In [10]:
import pandas as pd
import numpy as np
from sklearn.impute import SimpleImputer
from sklearn.preprocessing import StandardScaler
from sklearn.ensemble import RandomForestClassifier
from sklearn.model_selection import cross_val_score

In [11]:
# Carregar os dados
train = pd.read_csv('train.csv')
test = pd.read_csv('test.csv')
sample_submission = pd.read_csv('sample_submission.csv')

In [12]:
# One-hot encoding da coluna 'category_code'
category_dummies_train = pd.get_dummies(train['category_code'], prefix='category')
category_dummies_test = pd.get_dummies(test['category_code'], prefix='category')

# Alinhar colunas entre treino e teste
category_dummies_test = category_dummies_test.reindex(columns=category_dummies_train.columns, fill_value=0)


In [13]:
# Concatenar dummies ao dataset
train = pd.concat([train, category_dummies_train], axis=1)
test = pd.concat([test, category_dummies_test], axis=1)

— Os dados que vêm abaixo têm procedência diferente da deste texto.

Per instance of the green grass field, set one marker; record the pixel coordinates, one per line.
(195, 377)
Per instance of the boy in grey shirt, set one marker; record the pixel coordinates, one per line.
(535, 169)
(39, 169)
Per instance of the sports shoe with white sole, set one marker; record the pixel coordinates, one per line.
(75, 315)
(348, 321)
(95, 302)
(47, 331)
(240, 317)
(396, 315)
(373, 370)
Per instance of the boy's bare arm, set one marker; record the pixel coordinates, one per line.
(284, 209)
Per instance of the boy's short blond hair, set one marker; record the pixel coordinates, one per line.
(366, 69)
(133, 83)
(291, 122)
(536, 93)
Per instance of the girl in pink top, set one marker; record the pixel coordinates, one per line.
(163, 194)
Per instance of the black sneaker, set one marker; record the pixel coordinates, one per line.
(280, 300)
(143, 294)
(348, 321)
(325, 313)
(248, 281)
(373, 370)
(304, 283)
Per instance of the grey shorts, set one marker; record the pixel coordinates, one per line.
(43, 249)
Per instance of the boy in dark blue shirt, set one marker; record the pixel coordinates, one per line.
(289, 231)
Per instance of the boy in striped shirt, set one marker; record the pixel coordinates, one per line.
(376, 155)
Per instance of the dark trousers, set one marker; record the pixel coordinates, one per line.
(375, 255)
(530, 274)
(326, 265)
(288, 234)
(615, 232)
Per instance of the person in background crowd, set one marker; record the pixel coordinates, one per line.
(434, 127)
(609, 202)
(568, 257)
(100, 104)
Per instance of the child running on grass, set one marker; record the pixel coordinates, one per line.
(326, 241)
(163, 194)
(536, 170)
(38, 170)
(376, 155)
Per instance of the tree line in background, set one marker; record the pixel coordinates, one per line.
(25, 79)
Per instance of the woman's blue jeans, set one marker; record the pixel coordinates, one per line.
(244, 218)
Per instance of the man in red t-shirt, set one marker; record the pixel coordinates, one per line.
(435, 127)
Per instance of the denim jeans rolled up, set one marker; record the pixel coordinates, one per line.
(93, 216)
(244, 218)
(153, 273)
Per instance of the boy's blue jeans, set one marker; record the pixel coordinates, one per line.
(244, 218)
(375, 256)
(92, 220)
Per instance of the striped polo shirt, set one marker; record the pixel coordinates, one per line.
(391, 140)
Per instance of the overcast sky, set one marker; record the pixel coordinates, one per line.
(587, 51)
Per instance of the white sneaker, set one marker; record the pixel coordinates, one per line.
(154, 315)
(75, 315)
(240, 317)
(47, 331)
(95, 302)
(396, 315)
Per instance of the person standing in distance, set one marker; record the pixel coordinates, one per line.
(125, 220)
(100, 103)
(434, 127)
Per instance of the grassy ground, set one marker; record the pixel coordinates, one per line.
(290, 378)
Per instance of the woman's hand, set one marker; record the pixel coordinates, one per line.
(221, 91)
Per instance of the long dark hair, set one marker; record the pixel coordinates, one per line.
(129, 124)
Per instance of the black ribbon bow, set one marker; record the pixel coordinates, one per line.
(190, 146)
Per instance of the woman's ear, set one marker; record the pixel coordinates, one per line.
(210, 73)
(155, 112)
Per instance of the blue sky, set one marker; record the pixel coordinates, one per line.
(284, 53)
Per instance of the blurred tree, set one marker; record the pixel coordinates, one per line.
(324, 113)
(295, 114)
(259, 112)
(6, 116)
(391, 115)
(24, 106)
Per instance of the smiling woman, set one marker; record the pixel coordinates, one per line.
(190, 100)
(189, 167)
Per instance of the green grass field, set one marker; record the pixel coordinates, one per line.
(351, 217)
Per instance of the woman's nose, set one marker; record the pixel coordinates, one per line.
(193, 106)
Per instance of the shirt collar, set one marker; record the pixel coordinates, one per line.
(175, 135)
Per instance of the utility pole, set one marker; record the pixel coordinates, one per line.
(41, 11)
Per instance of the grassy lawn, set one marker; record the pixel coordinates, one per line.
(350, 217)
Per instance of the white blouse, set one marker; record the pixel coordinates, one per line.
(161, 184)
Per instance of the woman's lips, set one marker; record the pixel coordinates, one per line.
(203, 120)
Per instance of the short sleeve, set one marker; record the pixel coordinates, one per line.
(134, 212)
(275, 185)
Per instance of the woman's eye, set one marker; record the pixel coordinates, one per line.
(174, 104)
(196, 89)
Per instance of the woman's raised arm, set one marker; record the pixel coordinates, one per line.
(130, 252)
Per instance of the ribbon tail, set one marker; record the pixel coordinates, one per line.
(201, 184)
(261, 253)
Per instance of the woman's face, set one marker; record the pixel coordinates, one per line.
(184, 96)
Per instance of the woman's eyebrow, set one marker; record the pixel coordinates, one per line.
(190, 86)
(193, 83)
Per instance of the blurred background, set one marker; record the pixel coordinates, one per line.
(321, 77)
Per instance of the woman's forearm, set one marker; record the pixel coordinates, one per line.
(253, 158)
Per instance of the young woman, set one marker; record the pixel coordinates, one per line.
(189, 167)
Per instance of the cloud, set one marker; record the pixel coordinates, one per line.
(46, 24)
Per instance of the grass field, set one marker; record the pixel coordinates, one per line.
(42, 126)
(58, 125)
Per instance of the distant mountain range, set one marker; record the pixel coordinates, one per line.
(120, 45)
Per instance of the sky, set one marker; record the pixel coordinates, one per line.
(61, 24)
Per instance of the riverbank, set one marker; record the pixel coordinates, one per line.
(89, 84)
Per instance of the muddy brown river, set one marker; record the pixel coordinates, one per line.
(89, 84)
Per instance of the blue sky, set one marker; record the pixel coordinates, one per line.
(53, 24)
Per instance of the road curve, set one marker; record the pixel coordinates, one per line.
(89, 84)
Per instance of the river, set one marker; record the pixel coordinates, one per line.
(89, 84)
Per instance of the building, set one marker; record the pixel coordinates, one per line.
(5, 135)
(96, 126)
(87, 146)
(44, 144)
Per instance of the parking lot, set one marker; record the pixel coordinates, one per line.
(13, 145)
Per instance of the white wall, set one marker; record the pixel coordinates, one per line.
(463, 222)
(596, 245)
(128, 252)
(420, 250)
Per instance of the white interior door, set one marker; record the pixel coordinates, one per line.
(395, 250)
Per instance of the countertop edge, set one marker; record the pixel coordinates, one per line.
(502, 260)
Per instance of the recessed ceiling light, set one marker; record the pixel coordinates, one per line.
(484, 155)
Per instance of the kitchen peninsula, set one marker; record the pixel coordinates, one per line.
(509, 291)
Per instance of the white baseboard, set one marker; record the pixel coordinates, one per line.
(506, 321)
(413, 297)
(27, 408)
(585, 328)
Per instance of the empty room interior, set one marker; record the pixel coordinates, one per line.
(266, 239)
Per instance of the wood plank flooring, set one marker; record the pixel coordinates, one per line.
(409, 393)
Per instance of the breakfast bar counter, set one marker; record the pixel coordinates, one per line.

# Remover a coluna original 'category_code'
train = train.drop(columns=['category_code'])
test = test.drop(columns=['category_code'])

In [14]:
# Colunas com valores faltantes para imputação
cols_with_nan = [
    'age_first_funding_year', 'age_last_funding_year',
    'age_first_milestone_year', 'age_last_milestone_year',
    'funding_total_usd'
]

# Imputação por mediana
imputer = SimpleImputer(strategy='median')
train[cols_with_nan] = imputer.fit_transform(train[cols_with_nan])
test[cols_with_nan] = imputer.transform(test[cols_with_nan])

In [15]:
# Colunas numéricas para padronizar
num_cols = [
    'age_first_funding_year', 'age_last_funding_year', 'age_first_milestone_year',
    'age_last_milestone_year', 'relationships', 'funding_rounds',
    'funding_total_usd', 'milestones', 'avg_participants'
]

# Padronização
scaler = StandardScaler()
train[num_cols] = scaler.fit_transform(train[num_cols])
test[num_cols] = scaler.transform(test[num_cols])

In [16]:
# Separar features e alvo
X = train.drop(columns=['id', 'labels'])
y = train['labels']
X_test = test.drop(columns=['id'])

# Função para treinar e avaliar o modelo
def train_and_evaluate(model, X, y):
    scores = cross_val_score(model, X, y, cv=5, scoring='accuracy')
    print(f'Acurácia média (5-fold CV): {np.mean(scores):.4f}')
    model.fit(X, y)
    return model

In [17]:
# Treinar RandomForest
rf = RandomForestClassifier(random_state=42)
rf = train_and_evaluate(rf, X, y)

# Fazer previsões no conjunto teste
predictions = rf.predict(X_test)

Acurácia média (5-fold CV): 0.7987


In [18]:
# Preparar arquivo de submissão
submission = sample_submission.copy()
submission['labels'] = predictions
submission.to_csv('submission.csv', index=False)
print('Arquivo submission.csv criado com sucesso!')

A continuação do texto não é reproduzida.